Kamenetz, A. (200) Adapt or decline Inside Higher Education, March 26

This is another breathless romp through the reasons why higher education must change, and how it will change, similar in tone and substance to the Tapscott and William‘s article. Similarly, this article is a mile wide and an inch deep, as one of the comments posted to the Kamenetz article said.

Once again, then, I find myself agreeing with the general propositions that Ms Kamenetz puts forward, but I still struggle to see how change will happen, even though I recognise all the pressures to change.

What is lacking in these diatribes is a grounded, practical vision – or rather multiple visions – of how teaching and learning will be organized. Who will pay for it and how? How will such organizations be managed, and by whom? What will students actually do and what will they learn, and how will they do it? What will be the role of teachers, subject experts, facilitators or counsellors? How will they be paid? How will accreditation work? How will this process occur – magically, by itself, or will it need some kind of policies and political backing? How does this link, for example, to Obama’s plans for educational reform? I know, boring questions, all about practicalities and not dreams, but ideas need to be turned into action. Remember we are not talking about isolated experiments but changing a whole system for millions of people.

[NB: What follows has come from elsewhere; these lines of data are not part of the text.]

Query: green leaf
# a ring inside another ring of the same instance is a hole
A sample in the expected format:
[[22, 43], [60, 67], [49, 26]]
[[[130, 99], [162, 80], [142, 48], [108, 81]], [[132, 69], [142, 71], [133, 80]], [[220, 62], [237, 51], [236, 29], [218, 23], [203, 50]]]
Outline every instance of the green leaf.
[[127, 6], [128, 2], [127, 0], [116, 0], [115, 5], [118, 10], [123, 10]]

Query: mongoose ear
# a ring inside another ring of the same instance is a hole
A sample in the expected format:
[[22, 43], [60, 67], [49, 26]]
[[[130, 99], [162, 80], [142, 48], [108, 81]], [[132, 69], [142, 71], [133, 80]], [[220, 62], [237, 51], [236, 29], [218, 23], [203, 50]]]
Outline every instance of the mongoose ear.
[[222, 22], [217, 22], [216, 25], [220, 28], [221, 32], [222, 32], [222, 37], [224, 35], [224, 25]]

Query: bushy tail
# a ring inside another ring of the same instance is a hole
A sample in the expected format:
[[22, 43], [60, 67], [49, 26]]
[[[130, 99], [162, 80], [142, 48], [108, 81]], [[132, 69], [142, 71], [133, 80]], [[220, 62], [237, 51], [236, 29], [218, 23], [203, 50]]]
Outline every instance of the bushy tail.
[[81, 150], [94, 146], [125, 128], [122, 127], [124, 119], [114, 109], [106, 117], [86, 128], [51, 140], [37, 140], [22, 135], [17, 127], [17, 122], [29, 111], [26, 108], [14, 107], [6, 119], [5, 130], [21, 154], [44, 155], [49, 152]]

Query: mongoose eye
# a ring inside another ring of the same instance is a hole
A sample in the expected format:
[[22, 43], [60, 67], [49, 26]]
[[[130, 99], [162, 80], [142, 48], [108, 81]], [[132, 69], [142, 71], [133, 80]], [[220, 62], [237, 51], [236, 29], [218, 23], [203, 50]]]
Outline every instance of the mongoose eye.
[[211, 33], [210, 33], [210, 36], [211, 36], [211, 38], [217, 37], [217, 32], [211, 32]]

We probably need eventually to settle on at least several well-rounded, detailed and different visions for different needs – any more than three or four ‘systems’ will be difficult to comprehend and to get public opinion and support behind, any less will probably not meet all the needs. As well as visions, we need plans or practical steps to implement the visions. And probably, for good reasons, the changes will be slow and gradual.

I feel a little bit like Cubans in 1956 – we need to change, but where will the revolution take us? And will it roll over me and everyone else? At least Castro had a vision and a plan, but he didn’t share them with the public until the revolution was over, and had most known how it would turn out, they wouldn’t have fought for it. So be careful what you wish for. I need to know the details, as well as the big picture, before I vote for it. But then, I’m old.


  1. Hi Tony – Nice list of questions you raised. It *would* be helpful to have various visions of educational futures as guideposts … sort of a panoramic Google Earth view. But it’s rather the Google Street view where the multitude of experimentation, failure, and glimmers of hope appear. Seems like we need people doing both views (Earth and Street) and then finding some way to better communicate and learn from each other. I don’t buy the argument that educational reform and transformation should not happen until we’ve got answers to all our questions. Maybe it’s the programmer in me. Prototype early and often, learning along the way what works and why … but all the while holding steady to some vague notion of where things should go.

    Thanks for a thoughtful post.

  2. Hi all,

    The Future(s) of Education project: http://www.futureofeducationproject.net is an international discussion on this issue – we take on all of education not just HE. We believe the world’s diversity will have a role, and that we need all the voices. It seems likely that we will have local solutions develop that then leapfrog and that flexibility will be key.

    After our first year we crunched our data and found that much hinges on a matrix of two continuum – between student or educator driven curriculum on the one hand and student or educator driven process on the other.

    Bottom line – its a work in progress but voices are talking and we believe it is the smaller voices rather than the institutions that will drive change. We ask: What do our children need to thrive in the world they will inherit? A world we cannot imagine?